Koç, "Amaç kan duracak ise, gerçekten Türkiye'nin birliği, dirliği, kardeşliği korunacak bir süreç çalıştırılacak ise bundan hepimiz mutluluk duyacağız. Ama bunu yaparken daha önce yaşadıklarımızı unutmamamız gerekiyor. Başbakan gizli kapaklı tutan bir takım yorumlarla, niyet okumalarla, fal bakmalarla ancak bir değerlendirme yapılabilen bu sürecin benzerlerini kendi yakın dönem siyasi çıkarları için kullanmıştı. Bugün bu noktadaki kuşkularımız, soru işaretlerimiz tüm milletle beraber açıkça orta yerde duruyor. Milletin kabul etmeyeceği hiçbir taahhüdün altına girmeyin uyarısı vardı. Süreçle ilgili ana muhalefet partisini, tüm muhalefet partilerini bilgilendirmelerini söylemiştik. Bunlar bizim devlet geleneğimiz içerisinde vardır. Daha önceki önemli iç, dış sorunlar karşısında mevcut iktidarlar bir kısmı kapalı kalacak şekilde muhalefet partilerini, başta ana muhalefet partisi olmak üzere bilgilendirmişlerdir. " dedi.

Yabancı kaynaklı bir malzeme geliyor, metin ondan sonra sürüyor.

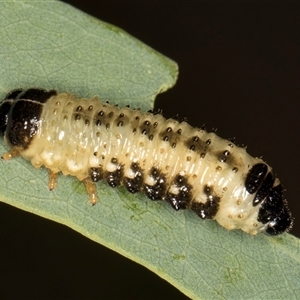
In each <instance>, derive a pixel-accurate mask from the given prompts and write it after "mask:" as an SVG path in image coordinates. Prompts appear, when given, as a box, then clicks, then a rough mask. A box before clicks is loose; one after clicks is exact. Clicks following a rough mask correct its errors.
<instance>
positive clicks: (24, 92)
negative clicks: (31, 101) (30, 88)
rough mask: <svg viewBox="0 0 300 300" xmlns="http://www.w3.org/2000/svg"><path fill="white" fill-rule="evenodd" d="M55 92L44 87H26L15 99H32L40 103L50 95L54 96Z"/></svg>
mask: <svg viewBox="0 0 300 300" xmlns="http://www.w3.org/2000/svg"><path fill="white" fill-rule="evenodd" d="M56 95H57V92H56V91H55V90H49V91H46V90H44V89H35V88H32V89H28V90H25V91H23V92H21V93H19V94H18V95H17V97H16V100H19V99H22V100H32V101H37V102H40V103H45V102H46V101H47V100H48V99H49V98H51V97H52V96H56Z"/></svg>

CHP'DEN AKAN KANIN DURMASINA , KARDEŞLİĞE DESTEK VAR
Bu geleneyıkıldığını ifade eden Haluk Koç, " Şimdi herkes bir çağrı yapıyor. Neye ve ne karşılığında vereceğiz desteğimizi? Bunları gelin TBMM'de meşru zeminde tüm milletin seçtiği temsilcilerin önünde, milletin gözünün önünde açıkça konuşalım. Kabul edilecek, kabul edilmeyecek, tartışılacak bütün süreçleri çekinmeden konuşalım. Eğer önümüzdeki Cumhurbaşkanlığı seçimleri hedef olarak alınıyor ise, Başbakan eylemlerini Cumhurbaşkanı, ya da kayıtsız şartsız başkanlık için hedef olarak koyuyor ise o zaman sorun çözmek midir bunun adı, yoksa başkanlık emeline ulaşmak için bir süreci yönetmek midir? Cumhuriyet Halk Partililer Sayın yeni Kültür Bakanı Çelik'ten cumhuriyetçilik, halkçılık, devrimcilik, ulusçuluk dersleri alacak insanlar değildir. Cumhuriyet Halk Partisi bu ülkede birliği , kardeşliğin yerleşmesini istiyor. Herkesin eşit hukuku paylaşan, eşit cumhuriyet yurttaşları olarak Türkiye Cumhuriyetinin onurlu bir bireyi olmasını istiyor. Kardeşliğe , akan kanın durmasına destek var. Kürt kardeşlerimizle Türkiye'de birlikte aynı kaderi, aynı sevinci, aynı tasayı dün yaşadığımız gibi birlikte yaşamaya ihtiyacımız var. Birlikte üretip hakça yaşamaya ihtiyacımız var. Ama bunun dışında pazarlık olarak adlandırılan bu süreçte neler konuşuluyor, birliğimizi, dirliğimizi tehlikeye sokabilecek bir takım öneriler var mı? Bunlar hakkında hiçbir bilgimiz yok. " diye konuştu.